David Wallace-Wells no livro “A Terra inabitável”
A concentração de CO2 na atmosfera está chegando ao nível equivalente ao que existia há 15 milhões de anos e continua crescendo de maneira sem precedentes, a despeito da covid-19 e da recessão econômica ocorrida em 2020.
A desaceleração industrial devido à pandemia não reduziu os níveis recordes de gases de efeito estufa que estão prendendo o calor na atmosfera, aumentando as temperaturas, elevando o clima aos extremos, derretimento do gelo, aumento do nível do mar e acidificação dos oceanos, de acordo com a NOAA (Administração Nacional Oceânica e Atmosférica dos EUA).
O aumento em 2020 foi de 2,31 partes por milhão (ppm), atingindo o valor de 414,24 ppm em 2020, ou seja, em cada um milhão de moléculas de ar no planeta, havia 414,24 do principal gás de efeito estufa. O nível minimamente seguro, para evitar um colapso climático de grandes proporções, é de 350 ppm.
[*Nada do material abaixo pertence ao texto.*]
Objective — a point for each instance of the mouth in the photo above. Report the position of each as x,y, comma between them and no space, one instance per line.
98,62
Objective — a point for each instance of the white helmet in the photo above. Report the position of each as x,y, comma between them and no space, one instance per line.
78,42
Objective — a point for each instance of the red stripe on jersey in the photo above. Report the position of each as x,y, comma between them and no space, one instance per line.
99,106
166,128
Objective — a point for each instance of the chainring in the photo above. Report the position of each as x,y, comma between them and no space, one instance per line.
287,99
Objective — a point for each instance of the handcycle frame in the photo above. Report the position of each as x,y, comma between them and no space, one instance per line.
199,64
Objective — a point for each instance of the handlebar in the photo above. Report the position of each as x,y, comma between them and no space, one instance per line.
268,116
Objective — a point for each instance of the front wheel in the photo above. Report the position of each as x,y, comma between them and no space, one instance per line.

Nos 800 mil anos antes da revolução industrial, a concentração de CO2 na atmosfera ficou abaixo de 280 ppm. As medições com base no estudo do gelo, mostram que em 1860 a concentração atingiu 290 ppm. Em 1900 estava em 295 ppm. Chegou a 300 ppm em 1920 e atingiu 310 ppm em 1950. A partir do início do Antropoceno (1950), o efeito estufa se acelerou. Em 1958, Charles Keeling, instalou no alto do vulcão Mauna Loa o primeiro equipamento para medir as concentrações de CO2 na atmosfera. Isto possibilitou que a partir de uma série histórica de dados houvesse a possibilidade de acompanhar a poluição recente. A série de Keeling mostra que a concentração de CO2 na atmosfera, na média mensal, chegou a 399,76 partes por milhão (ppm) em maio de 2013 e só ultrapassou a barreira de 400 ppm no ano seguinte. E continua crescendo.
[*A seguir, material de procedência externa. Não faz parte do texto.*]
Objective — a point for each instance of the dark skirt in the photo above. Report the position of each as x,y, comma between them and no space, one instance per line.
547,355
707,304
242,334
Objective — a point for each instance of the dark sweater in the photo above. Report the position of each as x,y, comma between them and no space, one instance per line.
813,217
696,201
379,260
A previsão de aumento do dióxido de carbono para 2021 da NOAA (Mauna Loa) é de 2,29 (mais ou menos 0,55) ppm, o que implica uma concentração de 419,3 (+ ou – 0,6) ppm, o que significa que o CO2 atmosférico atingirá níveis 50% maiores do que as concentrações pré-industriais em 2021, conforme o gráfico abaixo. Desta forma, o dióxido de carbono continuará a se acumular na atmosfera em 2021 devido às emissões contínuas da queima de combustível fóssil, mudança no uso da terra e produção de cimento. Prevê-se que o aumento anual deste ano seja menor do que nos anos mais recentes, devido a um fortalecimento temporário do sumidouro de carbono da terra associado às atuais condições do La Niña.
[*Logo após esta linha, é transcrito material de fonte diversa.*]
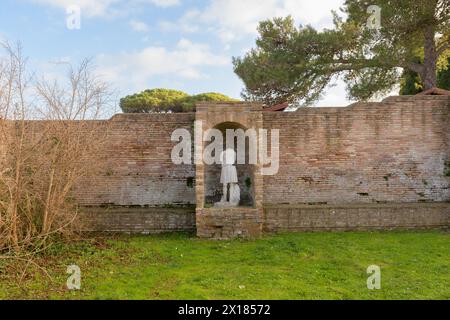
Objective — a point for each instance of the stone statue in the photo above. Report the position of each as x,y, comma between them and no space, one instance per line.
228,178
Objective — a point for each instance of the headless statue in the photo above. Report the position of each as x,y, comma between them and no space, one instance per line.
228,178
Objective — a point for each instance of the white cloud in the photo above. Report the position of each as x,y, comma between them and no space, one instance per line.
139,26
94,8
233,19
165,3
134,70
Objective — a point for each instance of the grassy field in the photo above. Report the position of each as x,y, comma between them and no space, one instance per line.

Artigo de Ayesha Tandon, no Carbon Brief (08/03/2021), mostra que os “sistemas alimentares” foram responsáveis por 34% de todas as emissões de gases de efeito estufa causadas pelo ser humano em 2015, de acordo com uma nova pesquisa. O estudo, publicado na revista Nature Food, desenvolve o primeiro banco de dados a decompor as emissões de cada etapa da cadeia alimentar para todos os anos de 1990 a 2015. O banco de dados também descompacta as emissões por setor, gás de efeito estufa e país. De acordo com o estudo, 71% das emissões de alimentos em 2015 vieram da agricultura e “uso do solo associado e atividades de mudança no uso do solo”. O restante foi proveniente de varejo, transporte, consumo, produção de combustível, gestão de resíduos, processos industriais e embalagem. O estudo constata que o CO2 é responsável por cerca de metade das emissões relacionadas com alimentos, enquanto o metano (CH4) representa 35% – principalmente da produção animal, agricultura e tratamento de resíduos. As emissões do setor de varejo estão aumentando, conclui o estudo, e aumentaram 3 a 4 vezes na Europa e nos EUA entre 1990 e 2015.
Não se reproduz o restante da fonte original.